Hoje, felizmente, tenho uma situação mais cômoda. Superei muita coisa, mas isso só serviu para me mostrar de onde venho e como sofrem aqueles que são ignorados pela sociedade.

O fato de eu ter superado muitos obstáculos não foi somente meu mérito, mas sim, também bondade de outras pessoas, que por vezes, nos deram até o alimento que estava faltando.

Há alguns dias um senhor de 72 anos foi morto enquanto estava participando de uma manifestação social. Esse senhor, repito, de 72 anos, estava lá, protestando por melhores condições para a comunidade onde ele morava, mas era um movimento do MST, portanto, segundo a lógica dos “pensadores contemporâneos”, uma coisa tipicamente de vagabundos.

Ele foi morto por uma pessoa que achou que esse protesto estava atrapalhando a vida perfeita dele e, com raiva, avançou com sua camionete por cima das pessoas, matando esse senhor e ferindo outros quatro.

Ver o deboche de alguns deixa a situação ainda pior. Esse senhor acreditava nas mesmas causas que eu acredito, ou seja, que o mundo pode ser menos pesado para todos, que as pessoas têm direito a ter um lar e alimento, mas alguém achou que ele não tinha esse direito e resolveu, literalmente, passar por cima dele.

Que mundo é esse? Que sociedade é essa?

Vão chover críticas, eu sei, afinal, como alguns gostam de dizer: “se estivessem trabalhando, isso não teria acontecido”. Mas a luta era para isso mesmo, para ter onde trabalhar e onde morar, com um mínimo de dignidade.

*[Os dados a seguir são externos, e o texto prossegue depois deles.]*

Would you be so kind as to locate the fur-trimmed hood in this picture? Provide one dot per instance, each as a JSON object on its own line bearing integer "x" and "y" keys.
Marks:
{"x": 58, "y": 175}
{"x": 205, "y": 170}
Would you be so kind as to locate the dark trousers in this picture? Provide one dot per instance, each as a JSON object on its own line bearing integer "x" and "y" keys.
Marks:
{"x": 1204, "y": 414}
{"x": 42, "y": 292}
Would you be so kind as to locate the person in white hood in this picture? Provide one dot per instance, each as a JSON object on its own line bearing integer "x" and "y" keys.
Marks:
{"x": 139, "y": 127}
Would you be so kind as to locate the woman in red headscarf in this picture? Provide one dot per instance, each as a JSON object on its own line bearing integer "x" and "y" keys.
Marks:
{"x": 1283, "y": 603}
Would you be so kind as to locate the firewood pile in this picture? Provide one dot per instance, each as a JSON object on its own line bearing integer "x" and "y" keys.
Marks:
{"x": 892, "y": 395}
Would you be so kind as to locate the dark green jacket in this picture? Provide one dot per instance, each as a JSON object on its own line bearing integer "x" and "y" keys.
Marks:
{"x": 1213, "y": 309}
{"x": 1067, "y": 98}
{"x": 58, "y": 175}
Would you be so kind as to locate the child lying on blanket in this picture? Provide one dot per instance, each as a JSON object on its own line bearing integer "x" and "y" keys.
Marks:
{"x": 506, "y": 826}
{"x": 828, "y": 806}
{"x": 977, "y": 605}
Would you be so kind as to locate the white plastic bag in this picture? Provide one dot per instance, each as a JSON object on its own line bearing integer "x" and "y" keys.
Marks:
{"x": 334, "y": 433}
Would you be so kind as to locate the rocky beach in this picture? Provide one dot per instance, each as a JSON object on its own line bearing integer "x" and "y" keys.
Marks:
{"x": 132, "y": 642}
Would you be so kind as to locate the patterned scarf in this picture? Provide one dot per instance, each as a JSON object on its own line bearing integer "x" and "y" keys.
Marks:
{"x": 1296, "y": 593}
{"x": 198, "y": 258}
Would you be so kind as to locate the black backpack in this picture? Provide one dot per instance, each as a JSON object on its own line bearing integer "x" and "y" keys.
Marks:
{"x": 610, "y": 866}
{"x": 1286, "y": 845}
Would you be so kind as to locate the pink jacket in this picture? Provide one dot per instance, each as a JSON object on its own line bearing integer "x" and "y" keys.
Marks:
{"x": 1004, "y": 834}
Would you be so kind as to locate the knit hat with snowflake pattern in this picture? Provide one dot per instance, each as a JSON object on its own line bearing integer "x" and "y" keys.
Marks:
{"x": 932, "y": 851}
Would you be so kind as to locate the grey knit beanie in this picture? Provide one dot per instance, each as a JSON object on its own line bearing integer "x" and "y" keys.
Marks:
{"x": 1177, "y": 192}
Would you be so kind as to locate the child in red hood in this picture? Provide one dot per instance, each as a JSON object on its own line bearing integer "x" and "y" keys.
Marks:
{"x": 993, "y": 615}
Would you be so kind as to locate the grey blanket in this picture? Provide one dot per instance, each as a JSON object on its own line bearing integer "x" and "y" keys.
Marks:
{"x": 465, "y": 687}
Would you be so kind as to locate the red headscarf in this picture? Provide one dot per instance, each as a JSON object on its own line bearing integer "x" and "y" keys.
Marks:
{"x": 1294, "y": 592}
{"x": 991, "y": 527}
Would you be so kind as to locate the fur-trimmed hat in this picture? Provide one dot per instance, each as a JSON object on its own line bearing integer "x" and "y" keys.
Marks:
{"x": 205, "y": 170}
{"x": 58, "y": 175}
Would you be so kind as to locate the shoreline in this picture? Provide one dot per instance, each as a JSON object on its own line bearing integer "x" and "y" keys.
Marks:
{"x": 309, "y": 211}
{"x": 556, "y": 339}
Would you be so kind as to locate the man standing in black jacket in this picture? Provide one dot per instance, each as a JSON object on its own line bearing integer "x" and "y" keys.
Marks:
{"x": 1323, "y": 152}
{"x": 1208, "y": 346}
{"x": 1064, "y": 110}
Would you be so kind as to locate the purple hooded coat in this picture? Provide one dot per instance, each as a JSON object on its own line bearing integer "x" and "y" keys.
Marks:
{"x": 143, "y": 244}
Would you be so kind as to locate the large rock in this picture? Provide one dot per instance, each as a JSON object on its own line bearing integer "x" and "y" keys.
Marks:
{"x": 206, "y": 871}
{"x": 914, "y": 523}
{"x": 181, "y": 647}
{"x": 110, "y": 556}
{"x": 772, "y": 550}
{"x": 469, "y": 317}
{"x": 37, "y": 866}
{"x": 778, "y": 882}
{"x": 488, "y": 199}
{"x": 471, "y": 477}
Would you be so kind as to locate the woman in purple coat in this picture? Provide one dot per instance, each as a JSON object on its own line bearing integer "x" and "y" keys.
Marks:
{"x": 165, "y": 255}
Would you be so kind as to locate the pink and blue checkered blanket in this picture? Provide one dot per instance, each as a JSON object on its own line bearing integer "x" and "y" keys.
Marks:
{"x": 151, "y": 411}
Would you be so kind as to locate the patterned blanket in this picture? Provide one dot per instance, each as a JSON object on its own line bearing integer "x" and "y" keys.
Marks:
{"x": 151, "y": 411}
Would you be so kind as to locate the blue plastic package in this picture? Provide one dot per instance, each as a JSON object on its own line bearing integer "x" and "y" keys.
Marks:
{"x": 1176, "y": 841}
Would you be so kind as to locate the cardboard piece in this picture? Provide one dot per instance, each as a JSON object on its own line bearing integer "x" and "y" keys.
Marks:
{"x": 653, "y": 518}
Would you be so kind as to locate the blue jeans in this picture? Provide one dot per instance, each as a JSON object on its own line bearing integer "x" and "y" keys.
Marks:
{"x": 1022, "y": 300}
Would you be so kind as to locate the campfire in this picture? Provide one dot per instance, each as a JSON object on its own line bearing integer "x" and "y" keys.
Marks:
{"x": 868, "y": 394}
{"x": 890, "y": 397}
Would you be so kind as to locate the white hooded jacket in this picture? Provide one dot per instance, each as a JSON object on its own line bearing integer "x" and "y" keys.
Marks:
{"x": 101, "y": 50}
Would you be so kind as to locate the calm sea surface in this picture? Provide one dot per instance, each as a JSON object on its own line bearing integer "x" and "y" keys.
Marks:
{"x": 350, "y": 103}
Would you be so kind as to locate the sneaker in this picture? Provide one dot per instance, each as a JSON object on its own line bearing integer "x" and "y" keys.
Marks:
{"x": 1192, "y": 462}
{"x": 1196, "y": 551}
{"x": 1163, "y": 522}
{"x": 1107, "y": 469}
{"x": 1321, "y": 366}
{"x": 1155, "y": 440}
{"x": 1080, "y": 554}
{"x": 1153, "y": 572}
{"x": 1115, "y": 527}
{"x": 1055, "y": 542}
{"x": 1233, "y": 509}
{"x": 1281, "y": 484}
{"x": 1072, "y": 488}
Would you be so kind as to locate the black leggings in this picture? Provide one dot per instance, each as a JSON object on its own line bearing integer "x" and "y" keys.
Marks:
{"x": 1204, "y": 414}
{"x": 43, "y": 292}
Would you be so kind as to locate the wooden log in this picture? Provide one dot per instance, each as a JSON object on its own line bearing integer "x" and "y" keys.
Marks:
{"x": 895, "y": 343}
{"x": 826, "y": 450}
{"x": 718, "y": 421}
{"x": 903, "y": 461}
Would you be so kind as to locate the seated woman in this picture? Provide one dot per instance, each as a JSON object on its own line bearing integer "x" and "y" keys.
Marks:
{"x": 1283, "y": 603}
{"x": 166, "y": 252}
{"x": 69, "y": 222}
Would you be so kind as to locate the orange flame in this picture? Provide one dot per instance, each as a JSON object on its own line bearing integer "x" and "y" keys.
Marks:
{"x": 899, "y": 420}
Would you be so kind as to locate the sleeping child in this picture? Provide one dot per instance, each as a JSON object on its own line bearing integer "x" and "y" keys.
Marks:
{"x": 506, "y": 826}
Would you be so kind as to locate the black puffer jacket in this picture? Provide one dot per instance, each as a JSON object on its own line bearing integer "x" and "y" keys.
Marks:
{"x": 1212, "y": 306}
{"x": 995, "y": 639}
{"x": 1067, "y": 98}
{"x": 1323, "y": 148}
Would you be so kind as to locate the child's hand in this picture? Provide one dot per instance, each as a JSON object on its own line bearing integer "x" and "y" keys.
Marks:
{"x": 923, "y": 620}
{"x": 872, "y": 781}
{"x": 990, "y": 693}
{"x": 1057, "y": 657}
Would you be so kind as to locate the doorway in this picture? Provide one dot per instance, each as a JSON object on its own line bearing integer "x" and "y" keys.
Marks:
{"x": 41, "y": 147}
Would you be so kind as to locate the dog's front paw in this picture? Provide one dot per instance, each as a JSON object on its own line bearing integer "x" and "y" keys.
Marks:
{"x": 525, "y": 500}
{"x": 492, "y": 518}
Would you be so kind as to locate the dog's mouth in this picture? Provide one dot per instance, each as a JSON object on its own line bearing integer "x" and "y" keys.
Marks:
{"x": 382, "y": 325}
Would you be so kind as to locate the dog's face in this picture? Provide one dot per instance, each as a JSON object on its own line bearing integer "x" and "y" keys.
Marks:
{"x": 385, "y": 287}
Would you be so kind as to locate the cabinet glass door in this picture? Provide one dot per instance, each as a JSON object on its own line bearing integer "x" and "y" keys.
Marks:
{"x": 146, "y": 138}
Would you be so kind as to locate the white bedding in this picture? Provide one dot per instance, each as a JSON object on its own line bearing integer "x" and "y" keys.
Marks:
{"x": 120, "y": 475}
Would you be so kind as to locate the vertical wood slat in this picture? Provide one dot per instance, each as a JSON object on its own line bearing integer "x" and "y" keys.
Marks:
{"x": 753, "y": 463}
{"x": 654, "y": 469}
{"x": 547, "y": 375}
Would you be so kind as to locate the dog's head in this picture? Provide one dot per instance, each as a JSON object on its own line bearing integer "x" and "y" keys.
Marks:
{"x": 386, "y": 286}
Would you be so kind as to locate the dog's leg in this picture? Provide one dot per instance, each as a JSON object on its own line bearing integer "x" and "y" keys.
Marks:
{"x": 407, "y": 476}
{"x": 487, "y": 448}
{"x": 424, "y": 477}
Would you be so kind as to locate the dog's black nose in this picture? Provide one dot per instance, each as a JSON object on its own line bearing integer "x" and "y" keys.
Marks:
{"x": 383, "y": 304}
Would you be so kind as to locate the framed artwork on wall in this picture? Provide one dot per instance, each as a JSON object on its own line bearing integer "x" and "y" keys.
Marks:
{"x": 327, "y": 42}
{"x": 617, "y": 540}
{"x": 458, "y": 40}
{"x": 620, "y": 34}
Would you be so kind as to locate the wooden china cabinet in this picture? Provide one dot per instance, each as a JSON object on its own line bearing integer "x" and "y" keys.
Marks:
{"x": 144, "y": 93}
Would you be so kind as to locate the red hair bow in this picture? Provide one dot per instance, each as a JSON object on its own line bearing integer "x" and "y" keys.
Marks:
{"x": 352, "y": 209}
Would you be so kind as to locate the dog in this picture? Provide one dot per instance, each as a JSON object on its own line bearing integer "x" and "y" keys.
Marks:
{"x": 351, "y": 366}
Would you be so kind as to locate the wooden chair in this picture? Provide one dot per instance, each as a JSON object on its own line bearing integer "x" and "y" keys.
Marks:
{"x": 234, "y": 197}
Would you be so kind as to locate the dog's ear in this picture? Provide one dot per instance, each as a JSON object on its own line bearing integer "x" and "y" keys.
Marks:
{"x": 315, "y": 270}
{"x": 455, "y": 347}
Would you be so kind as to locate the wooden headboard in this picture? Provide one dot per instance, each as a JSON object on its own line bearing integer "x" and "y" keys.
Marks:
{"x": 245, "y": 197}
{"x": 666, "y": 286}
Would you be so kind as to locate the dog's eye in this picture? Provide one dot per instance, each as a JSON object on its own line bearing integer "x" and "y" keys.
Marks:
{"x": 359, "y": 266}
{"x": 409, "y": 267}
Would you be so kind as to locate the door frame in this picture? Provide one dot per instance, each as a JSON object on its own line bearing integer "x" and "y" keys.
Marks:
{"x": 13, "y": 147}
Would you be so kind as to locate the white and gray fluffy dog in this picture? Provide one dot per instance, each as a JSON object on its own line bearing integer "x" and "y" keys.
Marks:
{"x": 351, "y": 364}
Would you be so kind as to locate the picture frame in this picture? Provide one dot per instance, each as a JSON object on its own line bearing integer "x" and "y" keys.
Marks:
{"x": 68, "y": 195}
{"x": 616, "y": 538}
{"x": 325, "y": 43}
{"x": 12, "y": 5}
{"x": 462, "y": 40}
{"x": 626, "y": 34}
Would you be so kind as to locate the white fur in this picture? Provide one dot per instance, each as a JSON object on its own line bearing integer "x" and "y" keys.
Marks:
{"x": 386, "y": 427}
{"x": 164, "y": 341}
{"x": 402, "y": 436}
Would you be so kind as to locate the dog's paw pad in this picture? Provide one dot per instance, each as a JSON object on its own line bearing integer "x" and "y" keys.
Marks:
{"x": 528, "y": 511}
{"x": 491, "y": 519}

O senhor Luiz Ferreira da Costa deixou nove filhos. O senhor Luiz teve uma vida difícil, tanto que, com 72 anos, ele estava lutando pelo que acreditava e, com todo o esforço, estava comemorando o fato de ter acabado de ser alfabetizado.

São fatos como esse que me fazem ter medo do futuro, se é que ele existirá. Me dá medo saber que as pessoas, entre renunciar ao mínimo e ver o outro numa situação mais confortável, preferem não perder nada, ainda que isso implique que muitos vão ficar sem coisa alguma.

Precisamos nos cercar de pessoas boas, pessoas que façam a vida valer à pena, pois como bem disse Guimarães Rosa, “é junto dos bão que a gente fica mió”.

A cada dia que passa tenho mais convicção do meu lado nessa grande partida de futebol que se tornou a vida. Ainda bem que encontramos outras almas afins e que nos dão suporte, pois sem isso, não tem quem aguente.

Edmund Burke já disse que “para que o mal triunfe basta que os bons fiquem de braços cruzados” e, definitivamente, cruzar os braços diante de tudo o que está acontecendo, não é moralmente aceitável!

Só um lembrete, tenho certeza que você já ouviu esse dito popular, mas achei conveniente relembrá-lo: “caixão não tem gaveta”! O dia que você partir, você não vai levar nada dessa vida, então, por que tanta gana por dinheiro? Por que tanto egoísmo? Por que tanta falta de humanidade?

Você não vai levar nada, mas vai deixar, vai deixar seu legado, seu exemplo, aquilo que você fez ao seu semelhante, que pode ser algo bom ou ruim.

Não precisa responder para mim, até porque, você não me deve satisfação, mas se você partisse hoje, você teria orgulho daquilo que você estaria deixando?